L'immersion alsacienne

L'immersion alsacienne


La Région-Alsace est rayée de la carte. Ses villes et ses villages manifestent pacifiquement leur profonde déception en arborant un crêpe noir à l’entrée de leurs agglomérations, comme en Moselle. L’Alsace a toujours défendu le bien commun dans le respect des institutions. Elle n’interpelle pas bruyamment les décisions d’ordre général, mais elle expose fermement son point de vue avec objectivité. Les racines de ces territoires ont poussé dans un terreau de liberté, au sens germanique et philosophique du terme.


Abandonnée dans l’histoire, elle lutta avec sa compagne la Moselle. Pragmatique, elle le fit en confiance avec ses notables ou ses élus. L’Alsace et la Moselle, réunies dans une seule territorialité, obtinrent leurs propres institutions régionales quasi étatiques dans le Kaiserreich, au même titre que la Bavière ou le Wurtemberg etc. Leur gestion fut exemplaire. La France, en retrouvant ces territoires, annula arbitrairement leurs institutions.
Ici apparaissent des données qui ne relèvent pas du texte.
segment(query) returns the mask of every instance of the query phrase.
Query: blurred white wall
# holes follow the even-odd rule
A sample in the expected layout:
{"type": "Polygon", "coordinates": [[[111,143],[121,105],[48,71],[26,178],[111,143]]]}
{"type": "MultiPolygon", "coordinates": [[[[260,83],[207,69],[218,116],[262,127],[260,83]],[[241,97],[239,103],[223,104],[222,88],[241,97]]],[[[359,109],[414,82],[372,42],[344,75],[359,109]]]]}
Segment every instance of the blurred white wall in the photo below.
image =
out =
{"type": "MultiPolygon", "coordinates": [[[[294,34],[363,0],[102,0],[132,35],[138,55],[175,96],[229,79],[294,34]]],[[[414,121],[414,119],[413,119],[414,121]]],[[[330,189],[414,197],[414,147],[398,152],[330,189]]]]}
La démocratie indirecte s’emballe dans notre monde global. Elle ravive les sentiments d’autonomie des régions périphériques en général. Les exemples catalans et corses galvanisent d’une façon extraordinaire les particularismes locaux. Pourtant en 2012, les Alsaciens, consultés par référendum à propos de la fusion de leurs départements et de l’ensemble des conseils territoriaux, ne furent pas convaincus par la campagne électorale. Prudents et réservés,  ils se mobilisèrent peu.


Les instances européennes seraient ouvertes, de façon informelle, à l’autogestion des régions (?). Elles ont certes œuvré à la naissance des identités régionales, en finançant le développement et l’unification des langages régionaux et leur statut administratif. Cette politique allait de pair avec les encouragements d’un tourisme normalisé, voir réducteur. Or, depuis longtemps l’Alsace-Moselle a affirmé sa  personnalité et son potentiel économique. Elle est majeure.


Ancrée dans une grande région sans nom, quel sera le prix de la sortie de l’Alsace et quel sera son statut après cette immersion ?
Dans cette perspective, quel sera l’avenir de la Moselle germanophone, isolée, perdant à jamais son identité ?  Partenaire économique de l’Alsace, elle partage avec elle les reliefs de son bilinguisme en péril, son statut administratif et son droit local, auquel nul n’osera toucher, tant que l’Alsace restera à ses côtés. Il faut en avoir conscience.